Judging took place on a Friday in May. We judges pored over the 180 submitted entries to choose the winner in various categories and an overall Best of Show. The winners were then presented to a packed ballroom last Thursday, June 11.
All the entered books, winning and otherwise, were laid out in the back of the room for inspection. Outgoing WBP president Betsy Kulamer and incoming president Chris Kelaher presented the winners, and the judges took turns commenting on the winning entries and explaining why they were chosen. The winners then were given a snazzy certificate (designed by our friend Anne Kerns) and a chance to speak.

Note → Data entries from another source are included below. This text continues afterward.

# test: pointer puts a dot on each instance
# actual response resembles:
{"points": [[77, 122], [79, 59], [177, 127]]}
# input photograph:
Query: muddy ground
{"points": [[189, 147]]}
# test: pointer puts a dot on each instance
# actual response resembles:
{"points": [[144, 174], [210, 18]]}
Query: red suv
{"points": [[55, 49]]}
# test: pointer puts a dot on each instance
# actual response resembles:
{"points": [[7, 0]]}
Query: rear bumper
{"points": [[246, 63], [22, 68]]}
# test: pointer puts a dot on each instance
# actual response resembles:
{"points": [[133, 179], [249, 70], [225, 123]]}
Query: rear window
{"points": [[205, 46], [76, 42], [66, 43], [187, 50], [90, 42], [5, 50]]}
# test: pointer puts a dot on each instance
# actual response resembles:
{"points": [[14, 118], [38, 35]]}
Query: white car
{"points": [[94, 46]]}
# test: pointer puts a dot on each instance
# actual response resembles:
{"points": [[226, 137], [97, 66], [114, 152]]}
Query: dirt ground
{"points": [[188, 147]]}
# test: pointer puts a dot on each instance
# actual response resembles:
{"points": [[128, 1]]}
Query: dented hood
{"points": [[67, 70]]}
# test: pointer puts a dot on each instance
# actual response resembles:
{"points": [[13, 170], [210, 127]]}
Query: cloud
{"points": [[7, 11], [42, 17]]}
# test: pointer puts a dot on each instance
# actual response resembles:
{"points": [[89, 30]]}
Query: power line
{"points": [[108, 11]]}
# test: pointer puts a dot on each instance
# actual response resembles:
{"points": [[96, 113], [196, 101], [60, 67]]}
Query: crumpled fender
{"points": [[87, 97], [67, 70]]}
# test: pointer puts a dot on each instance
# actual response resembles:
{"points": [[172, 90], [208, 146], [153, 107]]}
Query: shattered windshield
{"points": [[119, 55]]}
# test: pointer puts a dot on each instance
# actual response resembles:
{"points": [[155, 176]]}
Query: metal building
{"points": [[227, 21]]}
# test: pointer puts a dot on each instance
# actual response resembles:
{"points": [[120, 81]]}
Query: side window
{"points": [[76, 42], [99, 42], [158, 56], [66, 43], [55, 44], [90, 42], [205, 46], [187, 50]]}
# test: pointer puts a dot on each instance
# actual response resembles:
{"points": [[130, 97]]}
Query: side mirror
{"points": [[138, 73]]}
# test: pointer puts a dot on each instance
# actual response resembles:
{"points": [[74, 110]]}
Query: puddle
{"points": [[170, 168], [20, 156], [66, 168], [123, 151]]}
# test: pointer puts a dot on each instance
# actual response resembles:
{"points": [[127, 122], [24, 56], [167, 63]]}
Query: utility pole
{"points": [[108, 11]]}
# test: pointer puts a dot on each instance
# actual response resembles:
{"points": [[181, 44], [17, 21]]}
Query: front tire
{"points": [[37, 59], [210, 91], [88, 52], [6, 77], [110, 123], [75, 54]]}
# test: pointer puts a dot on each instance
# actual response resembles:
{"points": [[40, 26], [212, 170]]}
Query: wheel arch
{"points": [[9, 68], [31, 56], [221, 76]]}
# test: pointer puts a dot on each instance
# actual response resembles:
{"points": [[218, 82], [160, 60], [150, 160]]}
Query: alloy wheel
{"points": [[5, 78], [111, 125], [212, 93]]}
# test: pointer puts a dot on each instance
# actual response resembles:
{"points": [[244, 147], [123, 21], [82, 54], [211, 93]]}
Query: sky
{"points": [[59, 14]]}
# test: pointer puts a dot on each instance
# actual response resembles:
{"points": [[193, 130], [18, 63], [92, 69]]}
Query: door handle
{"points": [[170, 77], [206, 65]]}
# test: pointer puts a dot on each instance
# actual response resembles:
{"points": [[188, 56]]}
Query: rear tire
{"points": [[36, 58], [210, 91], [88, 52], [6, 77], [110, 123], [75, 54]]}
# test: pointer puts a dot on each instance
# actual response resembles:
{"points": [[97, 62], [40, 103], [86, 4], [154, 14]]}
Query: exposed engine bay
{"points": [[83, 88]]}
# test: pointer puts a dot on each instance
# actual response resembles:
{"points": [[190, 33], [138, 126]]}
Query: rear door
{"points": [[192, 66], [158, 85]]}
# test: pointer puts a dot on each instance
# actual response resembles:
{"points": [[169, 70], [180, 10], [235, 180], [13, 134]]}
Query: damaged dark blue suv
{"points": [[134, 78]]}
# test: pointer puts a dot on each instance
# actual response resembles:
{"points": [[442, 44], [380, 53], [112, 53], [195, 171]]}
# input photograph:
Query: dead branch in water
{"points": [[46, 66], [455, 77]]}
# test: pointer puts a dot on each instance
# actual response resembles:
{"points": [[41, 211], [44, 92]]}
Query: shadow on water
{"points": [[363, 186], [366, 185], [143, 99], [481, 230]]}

After the event, several people mentioned how much they appreciated hearing the judges’ comments and getting our perspective on good book design. For me, the most important thing coming out of this experience was a reminder that what really matters, what separates the great work from the merely competent, is not some sort of mysterious creative genius. Rather, it’s precise attention to detail in all things: typography, color, imagery, balance, production, etc.
Incidentally, Best in Show went to the absolutely gorgeous Looking In: Robert Frank’s The Americans, Expanded Edition.